Chapter IX: Replay System Indepth
Before we pass over to the discussion of the freshly revealed phenomenon called replay, we suggest revising a few important things. It will really help us later.
First of all, you all know that the performance of an abstract CPU depends a lot on the density of the commands flow fed into its execution units. Ideally the execution units should perform some effective work every single processor clock. So, the primary goal of the pipeline managing logics is to load the processor execution units to their maximum capacity.
In our particular case, in NetBurst micro-architecture, it means the following: the scheduler loading the micro-operations into the execution units should do everything possible to reduce their idling. Remember this conclusion, it will help us later.
This was an introduction.
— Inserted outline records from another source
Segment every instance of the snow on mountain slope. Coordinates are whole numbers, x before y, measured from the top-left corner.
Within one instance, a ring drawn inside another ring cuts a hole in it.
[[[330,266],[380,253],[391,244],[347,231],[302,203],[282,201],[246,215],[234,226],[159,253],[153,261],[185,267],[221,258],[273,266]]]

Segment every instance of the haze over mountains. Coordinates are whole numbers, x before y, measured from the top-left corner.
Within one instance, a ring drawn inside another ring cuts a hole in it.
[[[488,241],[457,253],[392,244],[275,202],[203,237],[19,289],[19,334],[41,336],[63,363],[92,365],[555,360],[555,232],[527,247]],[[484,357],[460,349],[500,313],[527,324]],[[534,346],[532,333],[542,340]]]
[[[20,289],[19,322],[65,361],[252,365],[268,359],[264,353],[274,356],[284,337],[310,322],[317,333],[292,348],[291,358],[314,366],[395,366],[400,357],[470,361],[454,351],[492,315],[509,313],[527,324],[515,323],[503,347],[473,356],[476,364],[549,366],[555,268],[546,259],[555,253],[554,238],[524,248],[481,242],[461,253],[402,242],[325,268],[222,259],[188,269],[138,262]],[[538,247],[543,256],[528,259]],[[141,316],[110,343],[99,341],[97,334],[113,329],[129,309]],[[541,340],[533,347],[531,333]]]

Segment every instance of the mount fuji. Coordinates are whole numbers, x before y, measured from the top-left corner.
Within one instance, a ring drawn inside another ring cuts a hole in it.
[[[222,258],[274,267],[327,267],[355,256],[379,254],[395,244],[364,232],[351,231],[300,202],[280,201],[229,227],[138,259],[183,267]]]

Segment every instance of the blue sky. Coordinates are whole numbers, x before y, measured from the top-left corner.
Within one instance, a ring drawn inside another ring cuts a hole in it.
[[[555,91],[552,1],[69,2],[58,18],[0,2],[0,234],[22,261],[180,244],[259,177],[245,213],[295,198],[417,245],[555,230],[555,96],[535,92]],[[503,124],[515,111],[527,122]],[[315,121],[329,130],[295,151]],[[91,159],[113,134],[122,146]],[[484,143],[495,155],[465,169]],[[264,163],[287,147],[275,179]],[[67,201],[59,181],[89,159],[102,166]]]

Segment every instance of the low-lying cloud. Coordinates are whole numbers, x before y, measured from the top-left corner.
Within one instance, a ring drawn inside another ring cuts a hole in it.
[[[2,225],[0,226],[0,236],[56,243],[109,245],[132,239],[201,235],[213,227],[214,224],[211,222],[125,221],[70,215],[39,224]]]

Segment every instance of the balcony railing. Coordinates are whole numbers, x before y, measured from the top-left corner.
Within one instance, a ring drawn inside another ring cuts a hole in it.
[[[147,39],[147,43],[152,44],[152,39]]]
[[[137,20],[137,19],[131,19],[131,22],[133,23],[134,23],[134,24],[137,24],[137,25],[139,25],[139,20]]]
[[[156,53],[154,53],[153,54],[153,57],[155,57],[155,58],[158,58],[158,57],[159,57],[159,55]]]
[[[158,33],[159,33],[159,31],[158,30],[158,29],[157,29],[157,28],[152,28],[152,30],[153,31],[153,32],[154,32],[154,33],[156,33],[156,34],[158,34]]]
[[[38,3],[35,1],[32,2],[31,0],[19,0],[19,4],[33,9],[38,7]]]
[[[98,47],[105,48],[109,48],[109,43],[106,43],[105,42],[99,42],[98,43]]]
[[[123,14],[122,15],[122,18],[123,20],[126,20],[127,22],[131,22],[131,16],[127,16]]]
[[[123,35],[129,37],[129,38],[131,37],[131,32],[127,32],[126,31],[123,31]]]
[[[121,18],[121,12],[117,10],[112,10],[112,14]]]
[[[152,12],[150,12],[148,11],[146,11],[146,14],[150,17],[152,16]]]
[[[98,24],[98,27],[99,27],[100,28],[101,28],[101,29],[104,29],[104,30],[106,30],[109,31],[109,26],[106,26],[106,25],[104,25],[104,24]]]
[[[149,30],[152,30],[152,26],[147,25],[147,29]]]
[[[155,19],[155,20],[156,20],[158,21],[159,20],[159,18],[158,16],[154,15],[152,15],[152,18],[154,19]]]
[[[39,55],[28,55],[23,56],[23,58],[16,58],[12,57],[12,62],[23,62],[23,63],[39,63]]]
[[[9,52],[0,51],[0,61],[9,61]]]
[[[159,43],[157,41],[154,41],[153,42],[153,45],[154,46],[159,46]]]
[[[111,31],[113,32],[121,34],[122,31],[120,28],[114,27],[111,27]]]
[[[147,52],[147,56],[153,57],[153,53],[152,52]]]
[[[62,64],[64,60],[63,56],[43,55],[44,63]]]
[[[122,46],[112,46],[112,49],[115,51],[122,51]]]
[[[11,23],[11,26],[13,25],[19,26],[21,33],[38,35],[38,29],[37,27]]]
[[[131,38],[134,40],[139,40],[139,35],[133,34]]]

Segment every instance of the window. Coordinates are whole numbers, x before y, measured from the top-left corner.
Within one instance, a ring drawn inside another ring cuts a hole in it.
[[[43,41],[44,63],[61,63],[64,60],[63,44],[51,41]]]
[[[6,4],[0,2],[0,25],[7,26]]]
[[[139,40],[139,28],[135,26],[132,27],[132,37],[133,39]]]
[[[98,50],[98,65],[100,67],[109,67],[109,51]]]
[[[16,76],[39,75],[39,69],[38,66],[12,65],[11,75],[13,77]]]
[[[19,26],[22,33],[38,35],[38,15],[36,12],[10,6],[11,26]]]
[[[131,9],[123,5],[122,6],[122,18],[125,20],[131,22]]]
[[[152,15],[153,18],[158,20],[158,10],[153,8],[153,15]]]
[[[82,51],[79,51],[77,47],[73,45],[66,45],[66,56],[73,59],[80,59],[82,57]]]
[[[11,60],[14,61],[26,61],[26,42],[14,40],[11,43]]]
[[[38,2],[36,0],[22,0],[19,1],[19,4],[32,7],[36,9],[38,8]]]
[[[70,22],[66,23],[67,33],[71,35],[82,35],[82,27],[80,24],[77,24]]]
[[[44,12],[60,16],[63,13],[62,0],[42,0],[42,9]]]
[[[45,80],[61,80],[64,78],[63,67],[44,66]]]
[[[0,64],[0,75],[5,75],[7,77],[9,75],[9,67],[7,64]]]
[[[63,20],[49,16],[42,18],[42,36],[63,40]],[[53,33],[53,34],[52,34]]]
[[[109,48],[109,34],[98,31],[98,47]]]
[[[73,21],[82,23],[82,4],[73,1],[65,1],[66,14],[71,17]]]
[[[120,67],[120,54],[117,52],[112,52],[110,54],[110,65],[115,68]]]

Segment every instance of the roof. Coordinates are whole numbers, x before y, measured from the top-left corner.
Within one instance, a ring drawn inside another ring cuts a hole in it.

Now let’s approach the topic of our discussion from a bit different side. Let’s imagine a pipeline, where the scheduler is located right in front of the execution units. So, when the scheduler sends a micro-operation for execution, it grabs the corresponding operands and gets processed. Everything is beautiful! If the next micro-operation needs the results of the previous one, it will be able to grab them as soon as they are ready. If the micro-operation needs the results of the previous command as its operands, the scheduler will be able to send it to the execution units after a certain time interval. This time interval is determined by the time the first operation requires for execution (to be more exact, for the result of this execution to be ready for further processing).
Everything is just fine if the scheduler is right next to the execution unit. But as we remember, that one of the key goals of the NetBurst micro-architecture was to increase the processor working frequencies. As a result the pipeline got longer. So, there appear a few more stages between the scheduler and the execution unit. They are no longer next to one another.
Actually, this is not such a big problem: the micro-operations can be sent for execution in advance, taking into account the additional pipeline stages that appeared on the way. In other words, the scheduler should send out the micro-operation a few clock cycles earlier, to cover the distance between itself and the execution units right in time. It means that the commands should be sent out in advance, before the result of the previous micro-operation is available.
What’s the result of this measure? When the scheduler releases the first micro-operation, it will select the next one from the queue on the second clock cycle already. After the second micro-operation is sent along the pipeline, it will tackle the third one. And so on and so forth: the scheduler will release micro-operation onto the pipeline, the execution units will execute them, which keeps the entire pipeline busy. By the time the first micro-operation is about to be executed, the next micro-operations are already coming close taking different pipeline stages, and the scheduler is busy working on the next micro-operation already.